There have been expert panel changes in guidelines for correcting symptomatic hyponatremia.⁸ The rationale for changes involved a retrospective cohort of neurosurgical patients with transtentorial herniation with serum sodium of 141± 9 mEq/L who received a bolus infusion of 23.4% saline (30 mL to 60 mL).⁴⁴ Those who had an improvement of serum sodium >5 mEq/L had a reversal of herniation. Guidelines⁸ now consider the use of a 100 mL bolus of 3% saline with the goal of limiting the change in serum sodium to 4–8 mEq/L over 24 hours (and 4–6 mEq/L in those with a high risk of osmotic demyelinization syndrome [ODS]: i.e. serum sodium <105 mEq/L, hypokalemia, alcoholism, malnutrition, or advanced liver disease). Those whose changes in serum sodium are above these levels may be considered for re‐correction of the sodium by infusion of free water with or without DDAVP. In a historical case‐control comparison study,⁴⁵ a 100 mL bolus of 3% saline was preferable when compared to the slow infusion of 20 mL/h of 3% saline with quicker restoration of the Glasgow coma scale. Those in the slow‐infusion protocol had a trend toward increased mortality in 4 of 28 subjects (compared with 0 of 22 subjects in the bolus infusion group), especially in those with an increase in serum sodium of only 2 mEq/L in 3 of the 4 subjects who died. The bolus regimen required intravenous dextrose with or without DDAVP in 14% of the patients to adjust for overcorrection of serum sodium of 6 mEq/L over the first 6 hours or a predicted increase over 24 hours of 8 mEq/L (high‐risk group) or 12 mEq/L in the remaining cohort.

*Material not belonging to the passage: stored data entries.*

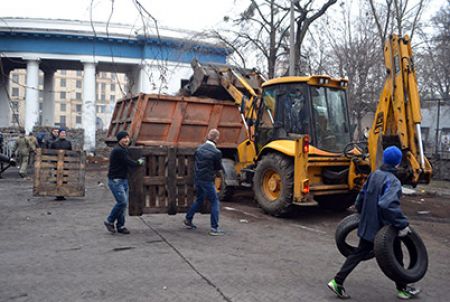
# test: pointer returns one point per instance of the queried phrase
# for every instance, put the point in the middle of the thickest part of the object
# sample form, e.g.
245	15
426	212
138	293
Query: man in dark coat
53	137
62	143
119	163
379	205
208	161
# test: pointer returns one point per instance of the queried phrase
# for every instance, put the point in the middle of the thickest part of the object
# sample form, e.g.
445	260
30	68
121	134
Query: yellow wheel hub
272	185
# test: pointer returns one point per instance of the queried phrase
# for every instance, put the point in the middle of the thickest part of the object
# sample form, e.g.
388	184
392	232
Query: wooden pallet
165	184
59	173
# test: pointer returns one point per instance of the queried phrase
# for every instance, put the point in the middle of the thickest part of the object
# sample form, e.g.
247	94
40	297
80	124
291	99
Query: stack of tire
384	250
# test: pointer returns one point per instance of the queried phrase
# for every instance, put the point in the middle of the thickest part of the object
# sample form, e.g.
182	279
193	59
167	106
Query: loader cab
294	106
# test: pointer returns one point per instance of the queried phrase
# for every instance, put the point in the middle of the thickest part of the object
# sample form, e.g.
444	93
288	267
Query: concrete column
5	110
88	117
32	95
48	105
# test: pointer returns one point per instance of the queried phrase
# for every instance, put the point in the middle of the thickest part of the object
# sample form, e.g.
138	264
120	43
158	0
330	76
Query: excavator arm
398	117
221	81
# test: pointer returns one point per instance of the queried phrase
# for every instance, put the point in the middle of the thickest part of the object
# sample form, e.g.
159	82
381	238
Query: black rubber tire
337	203
225	192
285	168
386	259
344	228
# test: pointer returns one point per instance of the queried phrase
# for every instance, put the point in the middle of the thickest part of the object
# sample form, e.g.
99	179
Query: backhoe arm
398	117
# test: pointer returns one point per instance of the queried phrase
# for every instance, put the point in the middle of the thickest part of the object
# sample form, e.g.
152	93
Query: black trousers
364	248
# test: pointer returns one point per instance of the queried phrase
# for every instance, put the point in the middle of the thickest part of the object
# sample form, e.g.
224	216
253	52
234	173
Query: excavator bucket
210	80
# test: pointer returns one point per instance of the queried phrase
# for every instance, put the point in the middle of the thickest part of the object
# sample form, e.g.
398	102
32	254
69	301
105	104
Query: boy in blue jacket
378	204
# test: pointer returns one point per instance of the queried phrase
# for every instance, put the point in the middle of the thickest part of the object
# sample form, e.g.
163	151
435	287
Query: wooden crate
59	173
165	184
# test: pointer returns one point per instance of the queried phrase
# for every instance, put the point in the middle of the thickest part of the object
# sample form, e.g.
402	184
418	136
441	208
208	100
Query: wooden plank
176	122
162	174
136	125
37	168
214	118
52	158
59	170
136	176
154	181
152	172
171	181
179	179
190	181
156	150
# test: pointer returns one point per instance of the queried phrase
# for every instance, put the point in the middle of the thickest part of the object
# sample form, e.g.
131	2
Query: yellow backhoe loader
298	149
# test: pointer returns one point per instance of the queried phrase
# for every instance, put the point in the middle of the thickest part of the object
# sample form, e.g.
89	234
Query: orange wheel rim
272	185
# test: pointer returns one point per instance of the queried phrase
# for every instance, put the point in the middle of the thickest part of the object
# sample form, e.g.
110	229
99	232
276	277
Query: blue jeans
119	188
206	189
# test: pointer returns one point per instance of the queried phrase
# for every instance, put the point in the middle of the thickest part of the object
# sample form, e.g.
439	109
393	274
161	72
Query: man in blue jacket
119	165
379	205
208	161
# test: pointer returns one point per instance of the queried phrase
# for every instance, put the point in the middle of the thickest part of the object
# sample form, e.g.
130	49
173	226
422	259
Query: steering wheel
361	146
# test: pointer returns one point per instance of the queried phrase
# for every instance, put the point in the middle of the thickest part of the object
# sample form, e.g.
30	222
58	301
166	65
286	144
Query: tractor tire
337	203
344	228
273	184
388	261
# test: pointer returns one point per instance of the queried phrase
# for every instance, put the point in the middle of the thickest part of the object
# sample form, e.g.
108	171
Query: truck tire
273	184
344	228
224	192
388	262
337	203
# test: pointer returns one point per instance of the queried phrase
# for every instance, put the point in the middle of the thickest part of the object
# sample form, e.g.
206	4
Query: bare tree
355	53
396	16
307	14
434	59
260	29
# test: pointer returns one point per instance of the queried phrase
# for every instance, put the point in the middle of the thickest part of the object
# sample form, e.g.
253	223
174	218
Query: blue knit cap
392	156
121	135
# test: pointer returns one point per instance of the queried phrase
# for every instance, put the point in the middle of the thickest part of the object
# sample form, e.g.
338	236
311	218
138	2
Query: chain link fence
436	135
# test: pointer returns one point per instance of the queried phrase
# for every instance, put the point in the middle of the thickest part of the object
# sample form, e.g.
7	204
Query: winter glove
141	161
404	232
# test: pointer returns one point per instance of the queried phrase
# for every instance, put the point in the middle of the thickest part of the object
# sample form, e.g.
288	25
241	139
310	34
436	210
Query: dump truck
287	138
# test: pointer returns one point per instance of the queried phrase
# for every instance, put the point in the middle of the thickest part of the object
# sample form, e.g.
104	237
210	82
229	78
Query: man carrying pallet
208	161
119	162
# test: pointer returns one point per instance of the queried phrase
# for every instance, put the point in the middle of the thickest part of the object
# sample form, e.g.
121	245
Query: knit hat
392	156
121	135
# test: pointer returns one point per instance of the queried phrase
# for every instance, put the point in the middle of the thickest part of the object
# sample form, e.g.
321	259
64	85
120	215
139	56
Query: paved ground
60	251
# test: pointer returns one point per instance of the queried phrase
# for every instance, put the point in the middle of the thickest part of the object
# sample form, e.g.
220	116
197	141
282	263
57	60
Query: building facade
68	90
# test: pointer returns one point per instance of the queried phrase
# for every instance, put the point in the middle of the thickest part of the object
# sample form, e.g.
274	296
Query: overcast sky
195	15
192	15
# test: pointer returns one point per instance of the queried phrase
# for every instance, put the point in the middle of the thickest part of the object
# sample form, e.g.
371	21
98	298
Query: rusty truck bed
181	121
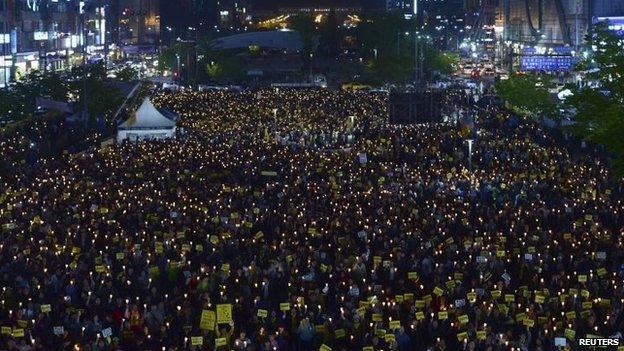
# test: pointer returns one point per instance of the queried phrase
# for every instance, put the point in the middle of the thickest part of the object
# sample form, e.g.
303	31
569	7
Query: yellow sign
224	313
208	320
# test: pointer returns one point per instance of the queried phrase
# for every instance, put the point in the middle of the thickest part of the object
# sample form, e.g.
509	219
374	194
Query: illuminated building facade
49	34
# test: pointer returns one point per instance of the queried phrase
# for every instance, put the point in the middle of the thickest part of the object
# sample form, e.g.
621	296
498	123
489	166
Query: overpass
283	39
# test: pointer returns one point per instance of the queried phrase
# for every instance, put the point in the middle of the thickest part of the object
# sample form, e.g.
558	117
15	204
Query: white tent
146	123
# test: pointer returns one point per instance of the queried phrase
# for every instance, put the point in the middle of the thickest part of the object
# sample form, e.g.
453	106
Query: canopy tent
147	123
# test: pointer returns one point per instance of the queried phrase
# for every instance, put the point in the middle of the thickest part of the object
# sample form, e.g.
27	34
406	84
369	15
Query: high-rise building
139	22
553	22
49	34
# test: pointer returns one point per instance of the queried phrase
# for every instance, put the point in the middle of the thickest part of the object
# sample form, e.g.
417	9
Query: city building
139	22
553	22
49	34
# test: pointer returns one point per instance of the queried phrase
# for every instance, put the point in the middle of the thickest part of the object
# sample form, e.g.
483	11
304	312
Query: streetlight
179	73
470	141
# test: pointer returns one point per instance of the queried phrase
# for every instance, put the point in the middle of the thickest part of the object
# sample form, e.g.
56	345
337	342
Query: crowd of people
302	220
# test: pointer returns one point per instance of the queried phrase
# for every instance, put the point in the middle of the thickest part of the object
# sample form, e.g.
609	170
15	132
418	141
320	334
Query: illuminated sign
40	35
547	63
33	5
615	24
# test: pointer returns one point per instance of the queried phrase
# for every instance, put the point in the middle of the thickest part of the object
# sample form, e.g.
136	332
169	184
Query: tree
444	62
221	65
528	93
127	74
600	113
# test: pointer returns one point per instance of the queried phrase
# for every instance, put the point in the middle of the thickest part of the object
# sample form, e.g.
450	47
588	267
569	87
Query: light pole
179	73
470	141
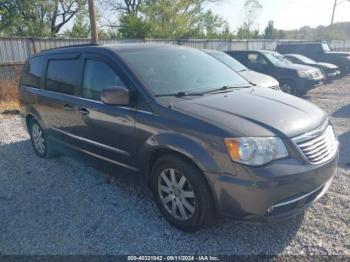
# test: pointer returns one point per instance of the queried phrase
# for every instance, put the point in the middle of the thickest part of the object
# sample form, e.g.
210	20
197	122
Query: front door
107	131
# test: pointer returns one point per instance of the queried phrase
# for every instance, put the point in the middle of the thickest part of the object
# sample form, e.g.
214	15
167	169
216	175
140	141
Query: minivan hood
255	112
339	53
298	67
327	65
259	79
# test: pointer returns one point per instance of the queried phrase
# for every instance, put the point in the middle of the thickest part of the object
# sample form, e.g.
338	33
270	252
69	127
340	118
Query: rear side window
32	72
98	76
62	75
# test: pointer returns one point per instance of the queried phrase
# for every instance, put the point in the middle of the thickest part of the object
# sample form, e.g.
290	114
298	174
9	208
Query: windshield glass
276	58
174	70
305	59
229	61
325	47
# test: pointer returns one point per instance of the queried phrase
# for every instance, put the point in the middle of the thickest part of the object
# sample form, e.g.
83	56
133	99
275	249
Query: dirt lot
64	206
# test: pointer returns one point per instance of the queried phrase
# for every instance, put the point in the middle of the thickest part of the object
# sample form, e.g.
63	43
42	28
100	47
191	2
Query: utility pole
92	12
334	7
336	3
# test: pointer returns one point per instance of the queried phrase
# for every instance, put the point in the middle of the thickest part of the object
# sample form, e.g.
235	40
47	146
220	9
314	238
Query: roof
113	47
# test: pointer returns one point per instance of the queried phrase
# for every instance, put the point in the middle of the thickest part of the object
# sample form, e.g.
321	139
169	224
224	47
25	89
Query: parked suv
205	141
318	51
330	71
252	77
294	79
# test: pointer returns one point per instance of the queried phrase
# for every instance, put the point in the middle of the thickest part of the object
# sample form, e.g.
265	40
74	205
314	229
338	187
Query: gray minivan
204	140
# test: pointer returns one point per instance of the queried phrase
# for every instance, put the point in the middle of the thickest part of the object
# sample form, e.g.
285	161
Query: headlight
304	74
255	151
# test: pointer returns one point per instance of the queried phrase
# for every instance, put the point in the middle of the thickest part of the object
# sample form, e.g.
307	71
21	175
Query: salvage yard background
71	206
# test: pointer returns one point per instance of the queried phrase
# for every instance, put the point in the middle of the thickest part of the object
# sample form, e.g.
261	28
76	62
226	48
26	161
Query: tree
81	27
249	29
212	25
133	27
179	18
125	7
37	17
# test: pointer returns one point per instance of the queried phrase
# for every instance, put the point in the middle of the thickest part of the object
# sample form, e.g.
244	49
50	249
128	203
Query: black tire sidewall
31	124
202	194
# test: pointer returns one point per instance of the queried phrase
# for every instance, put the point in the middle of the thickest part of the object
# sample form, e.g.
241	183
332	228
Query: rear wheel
41	144
182	193
288	87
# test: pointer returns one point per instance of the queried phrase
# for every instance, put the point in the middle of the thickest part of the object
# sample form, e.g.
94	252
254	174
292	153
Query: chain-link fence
16	50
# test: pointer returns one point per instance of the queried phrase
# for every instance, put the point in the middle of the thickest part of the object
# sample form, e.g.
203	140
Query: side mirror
116	96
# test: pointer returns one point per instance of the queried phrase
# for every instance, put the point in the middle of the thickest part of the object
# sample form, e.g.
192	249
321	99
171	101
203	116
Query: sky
286	14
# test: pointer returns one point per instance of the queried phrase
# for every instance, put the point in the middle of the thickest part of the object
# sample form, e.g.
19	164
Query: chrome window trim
117	150
91	100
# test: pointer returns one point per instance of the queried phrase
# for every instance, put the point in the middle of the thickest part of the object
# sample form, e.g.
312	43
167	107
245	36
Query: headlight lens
304	74
255	151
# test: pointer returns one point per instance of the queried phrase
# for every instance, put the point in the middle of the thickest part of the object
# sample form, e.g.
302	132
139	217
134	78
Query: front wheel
182	194
288	87
42	146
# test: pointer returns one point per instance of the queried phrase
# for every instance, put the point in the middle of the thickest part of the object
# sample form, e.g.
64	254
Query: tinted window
98	76
62	75
305	59
173	70
32	72
276	58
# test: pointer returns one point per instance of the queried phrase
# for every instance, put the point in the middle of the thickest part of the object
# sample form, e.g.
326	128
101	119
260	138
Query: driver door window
98	76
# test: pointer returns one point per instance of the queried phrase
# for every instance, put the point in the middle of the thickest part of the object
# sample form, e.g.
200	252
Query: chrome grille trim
318	146
324	187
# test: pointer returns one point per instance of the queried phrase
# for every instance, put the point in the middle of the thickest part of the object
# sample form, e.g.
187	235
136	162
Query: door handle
84	111
67	107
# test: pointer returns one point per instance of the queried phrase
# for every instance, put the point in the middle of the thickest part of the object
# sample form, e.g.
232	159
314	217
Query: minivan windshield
276	59
228	60
180	70
304	59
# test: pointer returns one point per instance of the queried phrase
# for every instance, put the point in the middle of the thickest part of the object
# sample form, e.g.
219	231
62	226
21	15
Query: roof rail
67	46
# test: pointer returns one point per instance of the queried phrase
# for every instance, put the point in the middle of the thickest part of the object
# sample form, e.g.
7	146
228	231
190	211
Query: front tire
182	194
41	143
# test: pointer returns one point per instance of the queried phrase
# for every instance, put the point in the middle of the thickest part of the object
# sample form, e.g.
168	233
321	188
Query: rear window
62	75
32	72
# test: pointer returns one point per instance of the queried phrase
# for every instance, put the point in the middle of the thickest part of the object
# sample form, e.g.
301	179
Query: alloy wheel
176	194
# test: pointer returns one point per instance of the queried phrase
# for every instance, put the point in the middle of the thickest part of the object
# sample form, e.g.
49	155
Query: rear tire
42	145
288	87
182	194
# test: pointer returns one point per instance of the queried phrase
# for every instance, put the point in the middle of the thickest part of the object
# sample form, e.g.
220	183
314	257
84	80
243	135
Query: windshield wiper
179	94
226	88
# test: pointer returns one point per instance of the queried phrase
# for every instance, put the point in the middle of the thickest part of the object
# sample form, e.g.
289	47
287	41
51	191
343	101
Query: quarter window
62	75
32	71
98	76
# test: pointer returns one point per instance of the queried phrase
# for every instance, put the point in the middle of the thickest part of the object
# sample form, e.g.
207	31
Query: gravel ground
65	206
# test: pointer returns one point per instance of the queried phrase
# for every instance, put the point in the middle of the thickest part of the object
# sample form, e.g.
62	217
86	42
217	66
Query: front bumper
273	192
304	85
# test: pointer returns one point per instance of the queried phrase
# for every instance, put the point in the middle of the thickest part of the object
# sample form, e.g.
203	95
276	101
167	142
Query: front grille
319	148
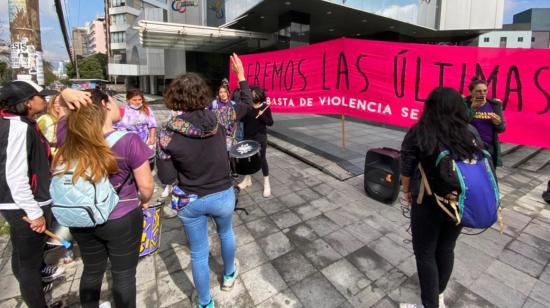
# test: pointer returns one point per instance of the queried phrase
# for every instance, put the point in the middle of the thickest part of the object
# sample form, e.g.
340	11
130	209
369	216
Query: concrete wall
511	39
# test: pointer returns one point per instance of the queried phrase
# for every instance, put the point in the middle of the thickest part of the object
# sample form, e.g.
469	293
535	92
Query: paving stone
301	234
407	292
263	282
292	200
490	242
512	277
347	279
472	300
316	291
170	261
261	227
146	294
306	211
540	293
250	256
293	267
285	219
385	302
322	225
242	236
341	217
320	253
529	251
308	194
254	213
324	205
280	300
545	276
538	229
343	242
531	303
275	245
521	263
389	250
497	293
272	206
369	262
174	288
367	297
363	232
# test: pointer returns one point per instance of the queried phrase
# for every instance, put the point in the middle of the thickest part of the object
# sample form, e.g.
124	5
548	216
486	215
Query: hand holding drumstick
262	111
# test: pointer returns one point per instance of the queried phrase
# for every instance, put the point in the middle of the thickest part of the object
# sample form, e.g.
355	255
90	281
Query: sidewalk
320	242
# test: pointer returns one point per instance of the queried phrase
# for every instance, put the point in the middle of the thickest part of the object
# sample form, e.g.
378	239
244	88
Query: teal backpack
83	204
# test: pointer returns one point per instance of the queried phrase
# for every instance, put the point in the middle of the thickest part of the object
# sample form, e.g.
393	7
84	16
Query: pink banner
388	82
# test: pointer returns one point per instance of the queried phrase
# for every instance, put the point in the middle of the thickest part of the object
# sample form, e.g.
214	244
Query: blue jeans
194	217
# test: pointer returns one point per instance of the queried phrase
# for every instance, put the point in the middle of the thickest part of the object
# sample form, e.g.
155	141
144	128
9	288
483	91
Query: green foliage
91	67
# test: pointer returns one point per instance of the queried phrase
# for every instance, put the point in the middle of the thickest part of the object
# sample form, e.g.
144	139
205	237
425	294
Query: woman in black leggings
126	163
443	125
256	120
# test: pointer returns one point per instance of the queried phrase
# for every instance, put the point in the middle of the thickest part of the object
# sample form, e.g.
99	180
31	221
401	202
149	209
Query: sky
81	11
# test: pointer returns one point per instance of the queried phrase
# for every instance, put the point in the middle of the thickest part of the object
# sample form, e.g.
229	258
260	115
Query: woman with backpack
486	116
442	126
194	142
126	164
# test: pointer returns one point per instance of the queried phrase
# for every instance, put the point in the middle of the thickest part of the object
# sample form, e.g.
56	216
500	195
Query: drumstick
262	111
65	243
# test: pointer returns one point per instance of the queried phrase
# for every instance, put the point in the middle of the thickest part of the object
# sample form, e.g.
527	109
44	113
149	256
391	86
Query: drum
245	157
150	238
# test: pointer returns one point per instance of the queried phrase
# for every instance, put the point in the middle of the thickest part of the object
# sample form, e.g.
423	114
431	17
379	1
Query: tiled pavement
320	242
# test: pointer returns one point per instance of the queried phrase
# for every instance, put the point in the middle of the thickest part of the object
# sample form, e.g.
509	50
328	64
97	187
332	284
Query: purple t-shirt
483	123
132	153
137	122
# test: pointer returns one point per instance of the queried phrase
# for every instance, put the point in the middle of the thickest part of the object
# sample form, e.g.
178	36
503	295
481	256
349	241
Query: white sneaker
267	187
166	192
441	300
247	181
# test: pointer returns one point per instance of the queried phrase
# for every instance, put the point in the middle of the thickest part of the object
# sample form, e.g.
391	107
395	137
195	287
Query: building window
118	37
118	19
115	3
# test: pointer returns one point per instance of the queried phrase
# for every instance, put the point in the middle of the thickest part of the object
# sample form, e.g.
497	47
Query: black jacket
24	166
194	144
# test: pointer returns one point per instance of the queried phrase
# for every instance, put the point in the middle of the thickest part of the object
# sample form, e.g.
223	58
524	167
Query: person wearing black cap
25	180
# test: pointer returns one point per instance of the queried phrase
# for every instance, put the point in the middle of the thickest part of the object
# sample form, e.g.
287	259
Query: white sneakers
441	303
247	181
267	187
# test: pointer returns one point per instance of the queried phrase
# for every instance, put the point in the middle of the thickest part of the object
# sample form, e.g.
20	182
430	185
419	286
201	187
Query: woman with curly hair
194	142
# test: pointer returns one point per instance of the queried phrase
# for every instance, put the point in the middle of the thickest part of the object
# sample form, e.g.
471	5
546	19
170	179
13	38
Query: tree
91	67
49	76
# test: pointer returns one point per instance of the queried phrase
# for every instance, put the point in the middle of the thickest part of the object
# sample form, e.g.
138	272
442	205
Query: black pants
434	237
265	167
117	240
27	255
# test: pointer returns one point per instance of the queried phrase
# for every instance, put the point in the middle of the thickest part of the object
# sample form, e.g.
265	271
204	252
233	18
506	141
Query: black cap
19	91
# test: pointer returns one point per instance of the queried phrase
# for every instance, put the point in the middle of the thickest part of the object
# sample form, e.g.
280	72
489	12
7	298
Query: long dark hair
444	122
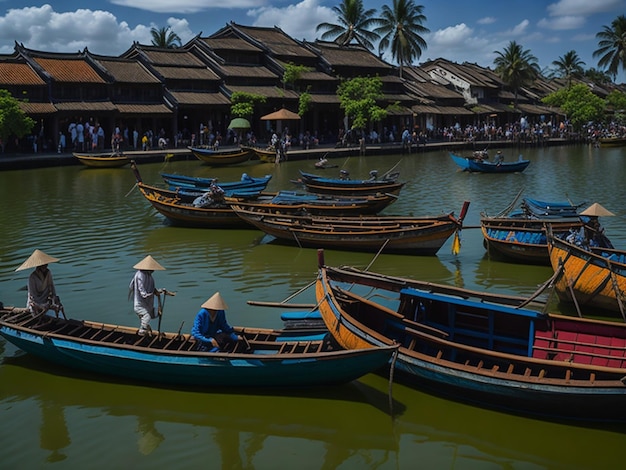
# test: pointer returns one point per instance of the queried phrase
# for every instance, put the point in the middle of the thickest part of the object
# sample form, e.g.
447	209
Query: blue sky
459	30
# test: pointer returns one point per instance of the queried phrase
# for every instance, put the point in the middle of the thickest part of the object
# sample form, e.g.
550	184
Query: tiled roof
143	109
128	71
171	57
37	108
69	70
232	43
15	73
267	91
196	98
186	73
276	41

Fluid restriction is indicated for symptomatic euvolemic and hypervolemic hyponatremia and contraindicated in hypovolemic hyponatremia. In hypovolemic hyponatremia, for example, when the hypo‐osmolality is due to diuretic or gastrointestinal volume losses, the serum aldosterone and ADH levels are elevated due to physiological responses to the decreased EABV. Infusion of 0.9% saline or the addition of oral salt will correct the serum sodium since the elevated aldosterone will retain sodium, and the increased EABV will lower ADH levels. Infusion of 0.9% saline solution is usually ineffective for euvolemic and hypervolemic hyponatremia because the hyponatremia may actually worsen as the infused sodium is quantitatively lost in the urine, and the elevated levels of ADH will cause water retention.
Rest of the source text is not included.